The Chimp & See project
Zooniverse is one of the larger citizen science web portals. It was launched in 2009 by the Citizen Science Alliance (CSA), which has board members from various institutions such as the Adler Planetarium and the Johns Hopkins University. As of now, the platform has more than 1.6 million registered volunteers participating in citizen science activities. In June 2020, the platform listed 99 active, 122 paused and 46 finished projects. All of these projects involve crowdsourced CS activities with active participation, where the volunteers annotate and classify entities among other types of activity. A comprehensive description of the typology of the CS activities in Zooniverse has been published by Michalak (2015).

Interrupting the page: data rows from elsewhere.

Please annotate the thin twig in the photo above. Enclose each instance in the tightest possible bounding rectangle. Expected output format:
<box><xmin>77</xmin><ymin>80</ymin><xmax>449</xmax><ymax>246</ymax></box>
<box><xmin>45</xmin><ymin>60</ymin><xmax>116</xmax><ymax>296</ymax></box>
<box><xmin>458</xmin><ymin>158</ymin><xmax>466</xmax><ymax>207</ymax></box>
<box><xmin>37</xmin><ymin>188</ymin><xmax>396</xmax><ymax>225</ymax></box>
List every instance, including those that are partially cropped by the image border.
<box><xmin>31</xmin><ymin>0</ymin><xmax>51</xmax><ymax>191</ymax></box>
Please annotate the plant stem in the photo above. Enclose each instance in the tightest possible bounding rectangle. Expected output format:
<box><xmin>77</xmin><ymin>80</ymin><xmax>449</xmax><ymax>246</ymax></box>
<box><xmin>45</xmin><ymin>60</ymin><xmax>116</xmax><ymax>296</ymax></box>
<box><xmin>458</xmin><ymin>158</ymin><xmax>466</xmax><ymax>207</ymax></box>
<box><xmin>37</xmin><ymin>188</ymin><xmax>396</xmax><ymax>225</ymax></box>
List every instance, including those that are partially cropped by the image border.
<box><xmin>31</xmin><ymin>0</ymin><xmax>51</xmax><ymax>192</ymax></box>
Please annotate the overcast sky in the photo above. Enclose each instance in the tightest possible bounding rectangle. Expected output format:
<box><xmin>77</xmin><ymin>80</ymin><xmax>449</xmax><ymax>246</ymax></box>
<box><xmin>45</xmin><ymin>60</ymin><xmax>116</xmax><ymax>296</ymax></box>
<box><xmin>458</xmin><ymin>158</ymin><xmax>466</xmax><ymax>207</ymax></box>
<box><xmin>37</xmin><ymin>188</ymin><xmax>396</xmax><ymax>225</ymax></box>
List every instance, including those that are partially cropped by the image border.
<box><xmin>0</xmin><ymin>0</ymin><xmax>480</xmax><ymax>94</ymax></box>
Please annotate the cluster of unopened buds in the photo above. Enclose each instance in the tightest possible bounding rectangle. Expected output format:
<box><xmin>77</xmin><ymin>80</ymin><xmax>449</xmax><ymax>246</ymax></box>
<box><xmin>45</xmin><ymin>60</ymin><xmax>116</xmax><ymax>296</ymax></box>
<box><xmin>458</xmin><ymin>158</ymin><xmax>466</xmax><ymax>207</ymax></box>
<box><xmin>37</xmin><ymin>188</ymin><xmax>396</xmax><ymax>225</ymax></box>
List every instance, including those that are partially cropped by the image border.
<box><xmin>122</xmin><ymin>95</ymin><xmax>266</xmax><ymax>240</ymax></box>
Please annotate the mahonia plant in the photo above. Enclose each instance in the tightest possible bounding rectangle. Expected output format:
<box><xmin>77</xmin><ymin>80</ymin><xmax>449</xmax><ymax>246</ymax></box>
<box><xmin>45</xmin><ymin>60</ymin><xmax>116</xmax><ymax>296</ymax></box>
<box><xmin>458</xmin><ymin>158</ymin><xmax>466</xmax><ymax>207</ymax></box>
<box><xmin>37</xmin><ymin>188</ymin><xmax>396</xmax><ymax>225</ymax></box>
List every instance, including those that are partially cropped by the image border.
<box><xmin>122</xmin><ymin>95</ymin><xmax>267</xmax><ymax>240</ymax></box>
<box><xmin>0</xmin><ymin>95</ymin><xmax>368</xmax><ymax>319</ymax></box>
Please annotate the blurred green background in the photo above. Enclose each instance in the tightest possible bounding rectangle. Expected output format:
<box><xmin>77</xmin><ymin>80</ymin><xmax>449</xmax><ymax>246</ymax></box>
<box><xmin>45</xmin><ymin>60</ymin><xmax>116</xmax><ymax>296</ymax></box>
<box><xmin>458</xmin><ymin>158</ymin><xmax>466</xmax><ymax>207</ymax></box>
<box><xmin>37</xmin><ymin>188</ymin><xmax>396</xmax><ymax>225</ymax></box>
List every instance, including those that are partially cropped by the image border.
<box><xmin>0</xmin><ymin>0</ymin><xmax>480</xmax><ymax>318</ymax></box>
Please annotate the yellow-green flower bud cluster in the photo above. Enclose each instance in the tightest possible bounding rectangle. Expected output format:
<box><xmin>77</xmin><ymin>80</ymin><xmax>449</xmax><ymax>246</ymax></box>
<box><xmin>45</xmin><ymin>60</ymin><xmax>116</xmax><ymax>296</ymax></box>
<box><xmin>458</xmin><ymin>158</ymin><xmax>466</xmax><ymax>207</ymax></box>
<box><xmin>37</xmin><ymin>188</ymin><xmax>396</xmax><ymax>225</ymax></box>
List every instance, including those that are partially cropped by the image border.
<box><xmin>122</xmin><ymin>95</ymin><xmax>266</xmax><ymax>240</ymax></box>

Chimp & See, was started in 2015 by the Max Planck Institute for Evolutionary Anthropology as one of the projects on the Zooniverse platform. The goal of the project is to gain a better understanding of chimp culture, population size and demographics in specific regions of Africa. The type of activity is an annotation and classification task, where the volunteers identify species in videos. The web-based platform features a video player equipped with interactive tools that allow users to annotate parts of the video, for example to highlight certain behavioural patterns of chimpanzees. The volunteers are not required to have any prior knowledge in the field. They receive instructions for the annotation in an interactive web tutorial.
Goals and indicators
The Zooniverse projects are per se crowdsourced activities with active participation (Haklay, 2013). For each of the projects, a website with a communication forum exists. The actors of such an activity can be categorised by their role as a volunteer, a moderator or a scientist. From an external perspective, it is neither obvious nor trivial how the given roles correspond to the actual roles the volunteers take on in the discourse or communication in the forum (talk pages). The behavioural patterns and communication structures that can be observed within their forum communication might provide some clues about weaknesses and strengths in the facilitation of such online activities and might also help us understand how certain discourse patterns can be identified as characteristic of a particular citizen science project. The goal of this work in CS Track is to create an initial and exploratory study to characterise a CS project to infer more general mechanisms that can be applied to a variety of projects. The “Chimp & See” project had been selected as a prototypical project for our analysis. On the one hand, the original version of this project has been completed with a closed discussion forum. On the other hand, an active successor project exists leaving space for further exploration and comparison.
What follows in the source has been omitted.